The recent semiconductor factory is not the first business SK Hynix has rooted in Chongqing, the center of China’s Western Development Strategy and one of the leading cities in the global IT industry.
In the same area, SK Hynix has already set up a joint factory with Chinese oil and gas company Sinopec and another plant that produces cathodes for lithium-ion batteries.
Meanwhile, affiliate SK Innovation is strengthening options for growth even in an unstable business environment.
One example is the establishment of the Naphtha Cracking Center, which produces basic petrochemical materials. Located in Wuhan, China, the factory began operating last year.
Another growth area being explored by SK Innovations is the United States. In June 2014, SK Innovation obtained two oil fields through SK E&P America. The two properties are worth a combined 378 billion won ($320 million).
SK Innovation’s subsidiaries, SK Global Chemical and SK Lubricant, are also contributing to the group’s continued expansion.
SK Global Chemical’s Nexlene business, in cooperation with the world’s largest petrochemical company, Saudi Arabia Basic Industries Corporation, is scheduled to increase commercial production this year.
SK Lubricants, on the other hand, opened the door to Europe’s base lubricant market by joining forces with Spain’s Repsol. The two opened a base oil plant in Cartagena, Spain, which began operating last year.

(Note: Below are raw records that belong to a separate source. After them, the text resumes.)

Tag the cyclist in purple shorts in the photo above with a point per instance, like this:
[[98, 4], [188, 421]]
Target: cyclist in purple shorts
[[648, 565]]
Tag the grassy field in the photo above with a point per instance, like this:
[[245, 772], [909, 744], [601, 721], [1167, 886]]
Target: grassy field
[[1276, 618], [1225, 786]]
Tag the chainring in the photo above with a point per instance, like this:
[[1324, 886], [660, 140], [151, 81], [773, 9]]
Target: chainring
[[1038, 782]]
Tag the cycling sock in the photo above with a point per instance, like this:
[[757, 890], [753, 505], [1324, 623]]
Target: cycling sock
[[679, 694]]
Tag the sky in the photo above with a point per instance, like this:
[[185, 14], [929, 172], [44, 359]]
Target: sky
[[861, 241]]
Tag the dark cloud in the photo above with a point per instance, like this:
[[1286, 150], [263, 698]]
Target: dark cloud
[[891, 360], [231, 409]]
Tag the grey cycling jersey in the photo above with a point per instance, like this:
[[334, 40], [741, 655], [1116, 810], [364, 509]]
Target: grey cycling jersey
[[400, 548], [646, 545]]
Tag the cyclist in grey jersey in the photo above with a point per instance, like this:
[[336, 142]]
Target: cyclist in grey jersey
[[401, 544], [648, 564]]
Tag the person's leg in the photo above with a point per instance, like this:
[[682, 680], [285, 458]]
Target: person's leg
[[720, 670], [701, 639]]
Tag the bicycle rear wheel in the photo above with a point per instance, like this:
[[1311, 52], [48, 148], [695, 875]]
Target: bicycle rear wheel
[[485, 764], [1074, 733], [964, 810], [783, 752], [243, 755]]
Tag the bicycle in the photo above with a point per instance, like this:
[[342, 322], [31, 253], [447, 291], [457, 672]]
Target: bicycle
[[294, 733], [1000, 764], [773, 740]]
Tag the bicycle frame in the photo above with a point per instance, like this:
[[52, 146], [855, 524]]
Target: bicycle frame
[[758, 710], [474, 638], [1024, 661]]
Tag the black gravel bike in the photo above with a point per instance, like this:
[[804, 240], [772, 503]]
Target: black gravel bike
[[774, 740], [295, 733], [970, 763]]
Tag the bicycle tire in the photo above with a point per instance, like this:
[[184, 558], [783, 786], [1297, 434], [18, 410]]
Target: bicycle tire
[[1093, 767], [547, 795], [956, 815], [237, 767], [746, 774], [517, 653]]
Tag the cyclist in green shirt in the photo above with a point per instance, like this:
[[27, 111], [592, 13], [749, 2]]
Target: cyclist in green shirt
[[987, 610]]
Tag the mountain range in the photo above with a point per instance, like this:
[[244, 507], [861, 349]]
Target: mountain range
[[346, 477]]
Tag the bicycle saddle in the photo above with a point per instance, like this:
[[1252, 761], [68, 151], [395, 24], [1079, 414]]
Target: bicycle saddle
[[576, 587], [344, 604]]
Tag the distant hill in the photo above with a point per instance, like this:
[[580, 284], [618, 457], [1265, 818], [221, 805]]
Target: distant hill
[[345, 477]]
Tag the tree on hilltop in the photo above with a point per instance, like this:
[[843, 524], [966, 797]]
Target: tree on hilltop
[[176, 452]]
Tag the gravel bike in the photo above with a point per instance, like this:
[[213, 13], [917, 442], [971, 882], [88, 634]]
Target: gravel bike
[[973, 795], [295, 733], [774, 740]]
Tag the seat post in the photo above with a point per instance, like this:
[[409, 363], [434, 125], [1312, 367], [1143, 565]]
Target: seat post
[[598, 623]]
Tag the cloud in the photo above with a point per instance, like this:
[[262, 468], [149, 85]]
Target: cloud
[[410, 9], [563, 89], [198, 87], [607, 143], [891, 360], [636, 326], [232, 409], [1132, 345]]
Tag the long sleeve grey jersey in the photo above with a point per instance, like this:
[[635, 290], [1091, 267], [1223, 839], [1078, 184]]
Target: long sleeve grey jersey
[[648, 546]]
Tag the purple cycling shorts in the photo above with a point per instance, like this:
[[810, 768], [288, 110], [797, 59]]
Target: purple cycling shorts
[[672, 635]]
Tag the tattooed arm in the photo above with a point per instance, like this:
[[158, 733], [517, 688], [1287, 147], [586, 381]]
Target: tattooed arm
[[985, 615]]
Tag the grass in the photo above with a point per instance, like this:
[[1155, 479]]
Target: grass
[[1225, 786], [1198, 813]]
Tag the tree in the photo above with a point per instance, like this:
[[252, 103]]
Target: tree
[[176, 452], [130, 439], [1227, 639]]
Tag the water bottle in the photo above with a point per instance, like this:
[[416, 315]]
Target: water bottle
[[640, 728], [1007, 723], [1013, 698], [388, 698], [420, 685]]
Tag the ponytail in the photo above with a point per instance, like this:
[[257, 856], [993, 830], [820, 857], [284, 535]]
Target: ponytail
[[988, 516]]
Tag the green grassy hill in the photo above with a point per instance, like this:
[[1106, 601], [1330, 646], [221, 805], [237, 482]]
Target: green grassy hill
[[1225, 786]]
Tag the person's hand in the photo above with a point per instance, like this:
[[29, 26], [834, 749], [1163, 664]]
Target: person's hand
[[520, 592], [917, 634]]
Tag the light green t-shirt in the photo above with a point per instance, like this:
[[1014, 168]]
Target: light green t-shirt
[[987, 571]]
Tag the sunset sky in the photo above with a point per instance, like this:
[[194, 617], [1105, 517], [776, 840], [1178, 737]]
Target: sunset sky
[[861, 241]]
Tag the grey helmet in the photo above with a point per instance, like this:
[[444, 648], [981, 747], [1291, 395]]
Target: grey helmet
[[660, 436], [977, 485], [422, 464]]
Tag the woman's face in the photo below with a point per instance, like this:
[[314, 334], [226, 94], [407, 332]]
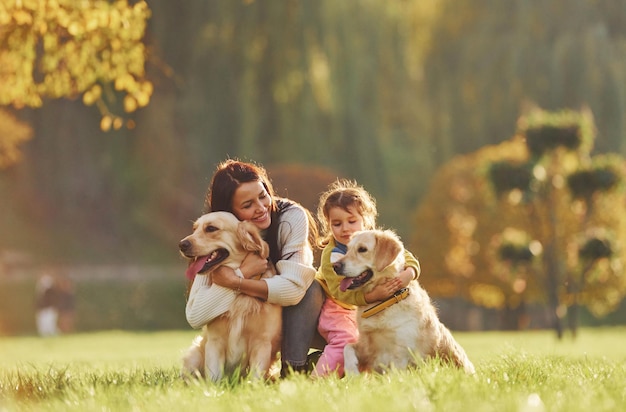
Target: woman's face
[[252, 202]]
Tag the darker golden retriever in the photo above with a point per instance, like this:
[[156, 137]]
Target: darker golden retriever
[[401, 330]]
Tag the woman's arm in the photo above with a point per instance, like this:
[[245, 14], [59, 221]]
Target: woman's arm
[[296, 270], [207, 301]]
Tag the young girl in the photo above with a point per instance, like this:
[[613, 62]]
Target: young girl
[[244, 189], [343, 209]]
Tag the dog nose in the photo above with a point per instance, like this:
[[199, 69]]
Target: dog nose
[[338, 267], [184, 245]]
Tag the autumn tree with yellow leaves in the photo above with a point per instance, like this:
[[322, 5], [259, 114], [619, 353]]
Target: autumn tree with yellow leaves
[[536, 219], [93, 50]]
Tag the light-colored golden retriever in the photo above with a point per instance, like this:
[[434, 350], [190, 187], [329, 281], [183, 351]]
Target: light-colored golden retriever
[[408, 329], [247, 337]]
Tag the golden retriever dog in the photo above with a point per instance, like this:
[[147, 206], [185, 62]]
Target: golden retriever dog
[[247, 337], [407, 328]]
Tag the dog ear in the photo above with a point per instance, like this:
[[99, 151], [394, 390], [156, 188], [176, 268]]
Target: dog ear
[[388, 247], [251, 239]]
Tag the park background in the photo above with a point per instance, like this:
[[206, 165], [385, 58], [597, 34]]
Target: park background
[[395, 94]]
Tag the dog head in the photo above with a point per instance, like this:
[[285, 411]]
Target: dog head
[[370, 254], [220, 238]]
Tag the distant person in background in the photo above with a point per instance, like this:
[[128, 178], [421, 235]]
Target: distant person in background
[[47, 314], [66, 304]]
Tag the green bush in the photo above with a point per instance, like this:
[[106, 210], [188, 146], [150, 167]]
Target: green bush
[[135, 303]]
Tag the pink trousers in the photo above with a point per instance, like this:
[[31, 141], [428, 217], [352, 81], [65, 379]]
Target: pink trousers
[[338, 326]]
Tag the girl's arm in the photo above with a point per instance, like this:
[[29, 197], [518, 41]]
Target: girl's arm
[[357, 297]]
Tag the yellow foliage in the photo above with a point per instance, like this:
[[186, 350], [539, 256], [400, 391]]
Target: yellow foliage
[[67, 48]]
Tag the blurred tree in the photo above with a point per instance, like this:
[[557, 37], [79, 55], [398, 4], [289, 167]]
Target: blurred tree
[[506, 204], [488, 58], [12, 134], [65, 49]]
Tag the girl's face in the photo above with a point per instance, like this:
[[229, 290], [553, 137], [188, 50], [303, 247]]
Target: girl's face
[[344, 223], [252, 202]]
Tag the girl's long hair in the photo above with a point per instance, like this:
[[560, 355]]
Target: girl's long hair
[[345, 194]]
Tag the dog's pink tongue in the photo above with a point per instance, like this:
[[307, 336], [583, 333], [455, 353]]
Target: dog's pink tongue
[[194, 267], [345, 284]]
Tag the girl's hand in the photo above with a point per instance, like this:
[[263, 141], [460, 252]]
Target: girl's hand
[[406, 276], [384, 290], [225, 276], [253, 265]]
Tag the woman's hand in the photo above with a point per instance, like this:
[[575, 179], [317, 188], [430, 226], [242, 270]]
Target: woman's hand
[[225, 276], [253, 265]]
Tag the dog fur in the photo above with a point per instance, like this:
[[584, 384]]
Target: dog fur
[[403, 333], [247, 337]]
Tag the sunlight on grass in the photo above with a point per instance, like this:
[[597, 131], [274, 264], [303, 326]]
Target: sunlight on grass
[[120, 371]]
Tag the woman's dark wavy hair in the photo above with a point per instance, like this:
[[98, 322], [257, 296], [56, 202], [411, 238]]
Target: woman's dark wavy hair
[[228, 176]]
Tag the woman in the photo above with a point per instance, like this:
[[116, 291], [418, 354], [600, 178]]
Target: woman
[[244, 189]]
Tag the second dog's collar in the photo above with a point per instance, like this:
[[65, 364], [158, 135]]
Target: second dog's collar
[[398, 296]]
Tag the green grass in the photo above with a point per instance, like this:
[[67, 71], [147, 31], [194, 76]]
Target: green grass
[[122, 371]]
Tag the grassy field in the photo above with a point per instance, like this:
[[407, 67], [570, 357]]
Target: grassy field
[[121, 371]]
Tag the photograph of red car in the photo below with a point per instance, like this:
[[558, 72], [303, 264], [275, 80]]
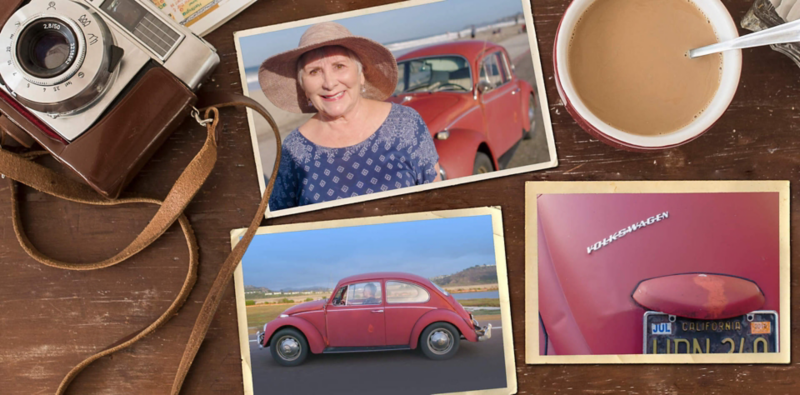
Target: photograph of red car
[[406, 304], [691, 274], [469, 72]]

In the ICT sector, development is being led by SK C&C. The affiliate announced that this year’s goal is to discover new growth opportunities in the global ICT market and develop business models based on global partnerships.

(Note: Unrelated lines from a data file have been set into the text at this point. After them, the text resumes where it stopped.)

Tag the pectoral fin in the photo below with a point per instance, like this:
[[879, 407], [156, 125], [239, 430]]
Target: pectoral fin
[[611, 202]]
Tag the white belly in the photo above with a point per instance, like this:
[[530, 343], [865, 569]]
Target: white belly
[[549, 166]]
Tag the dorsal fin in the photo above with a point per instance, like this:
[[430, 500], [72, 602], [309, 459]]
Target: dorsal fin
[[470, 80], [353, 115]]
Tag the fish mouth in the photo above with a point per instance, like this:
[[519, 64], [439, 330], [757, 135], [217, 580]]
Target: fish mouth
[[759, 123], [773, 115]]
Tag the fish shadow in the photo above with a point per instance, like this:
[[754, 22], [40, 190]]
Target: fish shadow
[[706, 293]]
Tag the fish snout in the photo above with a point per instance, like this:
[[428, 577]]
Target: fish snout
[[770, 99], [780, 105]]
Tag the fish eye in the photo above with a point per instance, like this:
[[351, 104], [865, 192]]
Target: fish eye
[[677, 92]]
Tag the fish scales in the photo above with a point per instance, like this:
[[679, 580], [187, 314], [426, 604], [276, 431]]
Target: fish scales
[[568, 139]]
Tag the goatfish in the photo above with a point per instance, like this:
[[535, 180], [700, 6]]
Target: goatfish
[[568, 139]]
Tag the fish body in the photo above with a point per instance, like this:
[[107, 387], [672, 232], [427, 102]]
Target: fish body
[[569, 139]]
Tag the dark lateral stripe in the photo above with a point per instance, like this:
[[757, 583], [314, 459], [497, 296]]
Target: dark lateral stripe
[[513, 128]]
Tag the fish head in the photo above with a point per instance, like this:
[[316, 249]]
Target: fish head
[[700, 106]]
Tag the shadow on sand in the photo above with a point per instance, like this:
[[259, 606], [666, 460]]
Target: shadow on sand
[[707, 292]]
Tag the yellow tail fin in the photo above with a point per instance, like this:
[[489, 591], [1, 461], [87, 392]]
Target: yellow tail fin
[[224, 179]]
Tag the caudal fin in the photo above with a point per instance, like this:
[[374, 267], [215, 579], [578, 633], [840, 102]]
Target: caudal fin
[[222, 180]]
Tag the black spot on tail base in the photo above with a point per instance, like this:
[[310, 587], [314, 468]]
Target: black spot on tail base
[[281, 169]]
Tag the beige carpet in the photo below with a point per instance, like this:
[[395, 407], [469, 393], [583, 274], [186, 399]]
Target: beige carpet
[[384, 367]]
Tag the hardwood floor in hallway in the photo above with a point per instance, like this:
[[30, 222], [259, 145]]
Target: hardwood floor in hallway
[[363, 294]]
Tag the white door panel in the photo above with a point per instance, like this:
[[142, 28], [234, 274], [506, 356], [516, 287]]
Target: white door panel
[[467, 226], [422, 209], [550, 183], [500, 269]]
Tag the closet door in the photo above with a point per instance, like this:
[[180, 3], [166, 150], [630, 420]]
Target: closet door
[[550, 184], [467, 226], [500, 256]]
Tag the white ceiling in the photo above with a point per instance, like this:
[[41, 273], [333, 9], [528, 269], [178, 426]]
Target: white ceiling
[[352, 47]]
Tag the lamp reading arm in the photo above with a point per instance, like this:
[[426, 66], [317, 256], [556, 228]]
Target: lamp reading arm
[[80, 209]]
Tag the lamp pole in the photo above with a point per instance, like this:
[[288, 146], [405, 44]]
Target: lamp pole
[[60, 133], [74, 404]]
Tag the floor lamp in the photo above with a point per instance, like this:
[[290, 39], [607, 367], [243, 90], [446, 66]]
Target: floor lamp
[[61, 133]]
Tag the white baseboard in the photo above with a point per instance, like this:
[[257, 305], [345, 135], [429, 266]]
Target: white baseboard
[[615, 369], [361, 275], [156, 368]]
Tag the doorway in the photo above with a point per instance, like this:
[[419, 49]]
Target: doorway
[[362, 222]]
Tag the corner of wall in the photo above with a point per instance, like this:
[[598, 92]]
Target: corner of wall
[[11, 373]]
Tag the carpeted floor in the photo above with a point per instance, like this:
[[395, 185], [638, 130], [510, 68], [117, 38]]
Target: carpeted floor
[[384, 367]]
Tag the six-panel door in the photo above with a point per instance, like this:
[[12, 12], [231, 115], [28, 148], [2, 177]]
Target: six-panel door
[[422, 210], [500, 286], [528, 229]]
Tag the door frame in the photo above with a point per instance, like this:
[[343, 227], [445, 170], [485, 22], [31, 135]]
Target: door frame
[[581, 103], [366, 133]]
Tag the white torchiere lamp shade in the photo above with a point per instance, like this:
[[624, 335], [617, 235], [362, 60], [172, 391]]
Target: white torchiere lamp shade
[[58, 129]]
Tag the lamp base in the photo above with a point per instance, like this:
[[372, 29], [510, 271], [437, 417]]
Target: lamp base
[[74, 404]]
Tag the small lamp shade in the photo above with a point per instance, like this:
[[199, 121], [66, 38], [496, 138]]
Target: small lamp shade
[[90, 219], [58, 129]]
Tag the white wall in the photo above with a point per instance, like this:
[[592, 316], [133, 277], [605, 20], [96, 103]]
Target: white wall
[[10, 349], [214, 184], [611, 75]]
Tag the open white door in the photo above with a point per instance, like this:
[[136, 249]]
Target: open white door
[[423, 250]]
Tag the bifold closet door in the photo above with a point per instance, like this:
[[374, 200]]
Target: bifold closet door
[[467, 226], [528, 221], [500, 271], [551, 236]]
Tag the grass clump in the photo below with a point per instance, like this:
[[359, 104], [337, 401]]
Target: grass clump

Last year, the affiliate’s global ICT sales surpassed 415 billion won, equivalent to 17.1 percent of its annual revenue and a 136 percent increase compared to the previous year.

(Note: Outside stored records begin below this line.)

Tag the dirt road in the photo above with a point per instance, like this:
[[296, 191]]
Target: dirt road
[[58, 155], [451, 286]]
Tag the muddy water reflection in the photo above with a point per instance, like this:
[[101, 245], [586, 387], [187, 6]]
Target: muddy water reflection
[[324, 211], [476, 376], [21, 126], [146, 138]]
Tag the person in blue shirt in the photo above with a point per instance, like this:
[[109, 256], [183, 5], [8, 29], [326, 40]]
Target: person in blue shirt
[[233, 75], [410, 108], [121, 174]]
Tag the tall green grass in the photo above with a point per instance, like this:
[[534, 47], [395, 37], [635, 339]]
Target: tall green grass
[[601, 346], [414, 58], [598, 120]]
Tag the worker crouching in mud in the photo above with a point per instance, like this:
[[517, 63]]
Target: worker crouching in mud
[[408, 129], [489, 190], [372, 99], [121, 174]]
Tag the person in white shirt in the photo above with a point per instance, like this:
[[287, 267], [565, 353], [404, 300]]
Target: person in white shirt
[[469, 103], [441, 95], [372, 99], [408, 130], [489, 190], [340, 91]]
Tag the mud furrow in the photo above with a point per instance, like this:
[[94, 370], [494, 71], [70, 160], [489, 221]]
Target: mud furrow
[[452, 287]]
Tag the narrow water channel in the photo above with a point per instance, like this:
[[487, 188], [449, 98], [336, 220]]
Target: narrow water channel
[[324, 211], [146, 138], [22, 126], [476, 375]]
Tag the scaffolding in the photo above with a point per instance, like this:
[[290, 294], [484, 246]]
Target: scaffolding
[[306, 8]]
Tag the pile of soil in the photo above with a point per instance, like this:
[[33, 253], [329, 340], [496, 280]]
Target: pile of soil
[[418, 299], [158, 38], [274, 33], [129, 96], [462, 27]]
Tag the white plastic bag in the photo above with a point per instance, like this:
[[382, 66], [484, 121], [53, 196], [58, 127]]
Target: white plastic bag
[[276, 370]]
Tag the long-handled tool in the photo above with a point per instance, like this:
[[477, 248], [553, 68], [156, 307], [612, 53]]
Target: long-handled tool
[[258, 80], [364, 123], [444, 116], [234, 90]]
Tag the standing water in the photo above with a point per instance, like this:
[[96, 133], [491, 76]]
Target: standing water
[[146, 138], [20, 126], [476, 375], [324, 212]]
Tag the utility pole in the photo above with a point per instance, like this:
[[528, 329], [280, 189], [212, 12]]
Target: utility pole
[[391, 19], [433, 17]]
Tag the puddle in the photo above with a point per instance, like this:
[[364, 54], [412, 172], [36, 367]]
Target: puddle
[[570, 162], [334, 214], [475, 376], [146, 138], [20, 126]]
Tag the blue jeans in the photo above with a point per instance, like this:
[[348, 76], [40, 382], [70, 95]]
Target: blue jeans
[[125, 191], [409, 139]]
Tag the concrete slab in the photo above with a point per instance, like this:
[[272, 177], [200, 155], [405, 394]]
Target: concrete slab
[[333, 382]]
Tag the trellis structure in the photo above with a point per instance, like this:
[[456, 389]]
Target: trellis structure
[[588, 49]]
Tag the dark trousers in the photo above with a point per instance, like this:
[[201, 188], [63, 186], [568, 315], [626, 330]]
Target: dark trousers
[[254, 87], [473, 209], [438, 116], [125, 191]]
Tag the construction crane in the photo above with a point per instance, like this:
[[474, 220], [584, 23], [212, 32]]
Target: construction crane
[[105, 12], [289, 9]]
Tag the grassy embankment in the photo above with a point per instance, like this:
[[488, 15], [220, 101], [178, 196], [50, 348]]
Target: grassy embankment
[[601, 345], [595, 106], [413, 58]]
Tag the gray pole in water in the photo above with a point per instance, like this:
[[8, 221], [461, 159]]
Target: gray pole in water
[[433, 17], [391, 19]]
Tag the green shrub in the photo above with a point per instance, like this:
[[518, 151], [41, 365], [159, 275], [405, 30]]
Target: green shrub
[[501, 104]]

The achievement was the result of constantly developing new growth engines like the semiconductor business and C&C’s car rental service, SK Encar.
In April 2014, SK C&C connected with Yunfeng Auto Sales and founded Shanghai Yunfeng Encar Used Car Sales Services. The first office of the joint venture was set up in August near Hongkou Park, Shanghai.
SK Group’s expansion abroad is not confined to services and products but also includes developing relationships through cooperation.
On March 4, SK Group signed a memorandum of understanding in Saudi Arabia with Saudi Telecom, promising to share the model for the group’s Sejong Creative Innovation Center.
SK will offer a version of the center tailored to Saudi Arabia and suggest ways in which the creative economy, which promotes mutual development between start-ups and conglomerates, could be brought to the nation.
“Regardless of fast changes in the business environment due to exchange rates and falling oil prices,” said Lee Man-woo, a spokesperson for SK Group, “SK will continue to develop new growth engines by promoting the creative economy in the ICT sector and searching for opportunities in overseas markets.”